I’ve been looking on the internets and couldn’t find an LZW decompression implementation in PHP that works with the data outputted by these javascript functions:

function lzw_encode(s) {
    var dict = {};
    var data = (s + "").split("");
    var out = [];
    var currChar;
    var phrase = data[0];
    var code = 256;
    for (var i=1; i<data.length; i++) {
        currChar=data[i];
        if (dict[phrase + currChar] != null) {
            phrase += currChar;
        }
        else {
            out.push(phrase.length > 1 ? dict[phrase] : phrase.charCodeAt(0));
            dict[phrase + currChar] = code;
            code++;
            phrase=currChar;
        }
    }
    out.push(phrase.length > 1 ? dict[phrase] : phrase.charCodeAt(0));
    for (var i=0; i<out.length; i++) {
        out[i] = String.fromCharCode(out[i]);
    }
    return out.join("");
}

function lzw_decode(s) {
    var dict = {};
    var data = (s + "").split("");
    var currChar = data[0];
    var oldPhrase = currChar;
    var out = [currChar];
    var code = 256;
    var phrase;
    debugger;
    for (var i=1; i<data.length; i++) {
        var currCode = data[i].charCodeAt(0);
        if (currCode < 256) {
            phrase = data[i];
        }
        else {
           phrase = dict[currCode] ? dict[currCode] : (oldPhrase + currChar);
        }
        out.push(phrase);
        currChar = phrase.charAt(0);
        dict[code] = oldPhrase + currChar;
        code++;
        oldPhrase = phrase;
    }
    return out.join("");
}

I really just need a decompression algorithm in PHP that can work with the compression javascript function above.
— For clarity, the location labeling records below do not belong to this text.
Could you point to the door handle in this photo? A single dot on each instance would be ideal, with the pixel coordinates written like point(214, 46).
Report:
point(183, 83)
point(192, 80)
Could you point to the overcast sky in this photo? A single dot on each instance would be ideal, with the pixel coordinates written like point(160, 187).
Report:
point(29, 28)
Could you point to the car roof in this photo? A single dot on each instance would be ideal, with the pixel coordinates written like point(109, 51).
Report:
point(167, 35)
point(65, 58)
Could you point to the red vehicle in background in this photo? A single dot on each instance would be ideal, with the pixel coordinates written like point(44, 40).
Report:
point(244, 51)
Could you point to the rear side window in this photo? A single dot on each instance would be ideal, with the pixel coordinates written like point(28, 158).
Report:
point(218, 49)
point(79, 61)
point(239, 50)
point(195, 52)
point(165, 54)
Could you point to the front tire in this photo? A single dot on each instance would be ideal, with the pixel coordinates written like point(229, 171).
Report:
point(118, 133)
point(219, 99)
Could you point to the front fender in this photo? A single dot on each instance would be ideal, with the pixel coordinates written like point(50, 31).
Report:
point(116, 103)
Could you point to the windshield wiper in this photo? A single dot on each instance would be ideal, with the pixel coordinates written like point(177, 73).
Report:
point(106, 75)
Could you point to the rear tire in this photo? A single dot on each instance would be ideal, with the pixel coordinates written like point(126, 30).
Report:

The lzw_encode function above encodes “This is a test of the compression function” as “This Ă a test ofĈhe comprĊsion functěn”

The libraries I’ve found are either buggy (http://code.google.com/p/php-lzw/) or don’t take input of UTC characters.

Any help would be greatly appreciated,

Thanks!

How to&Answers:

I’ve ported and tested it for you to PHP:

function lzw_decode($s) {
  mb_internal_encoding('UTF-8');

  $dict = array();
  $currChar = mb_substr($s, 0, 1);
  $oldPhrase = $currChar;
  $out = array($currChar);
  $code = 256;
  $phrase = '';

  for ($i=1; $i < mb_strlen($s); $i++) {
      $currCode = implode(unpack('N*', str_pad(iconv('UTF-8', 'UTF-16BE', mb_substr($s, $i, 1)), 4, "\x00", STR_PAD_LEFT)));
      if($currCode < 256) {
          $phrase = mb_substr($s, $i, 1);
      } else {
         $phrase = $dict[$currCode] ? $dict[$currCode] : ($oldPhrase.$currChar);
      }
      $out[] = $phrase;
      $currChar = mb_substr($phrase, 0, 1);
      $dict[$code] = $oldPhrase.$currChar;
      $code++;
      $oldPhrase = $phrase;
  }
  var_dump($dict);
  return(implode($out));
}

Answer:

There is now a PHP extension for this!

lzw_decompress_file('3240_05_1948-1998.tar.Z', '3240_05_1948-1998.tar');
$archive = new PharData('/tmp/3240_05_1948-1998.tar');
mkdir('unpacked');
$archive->extractTo('unpacked');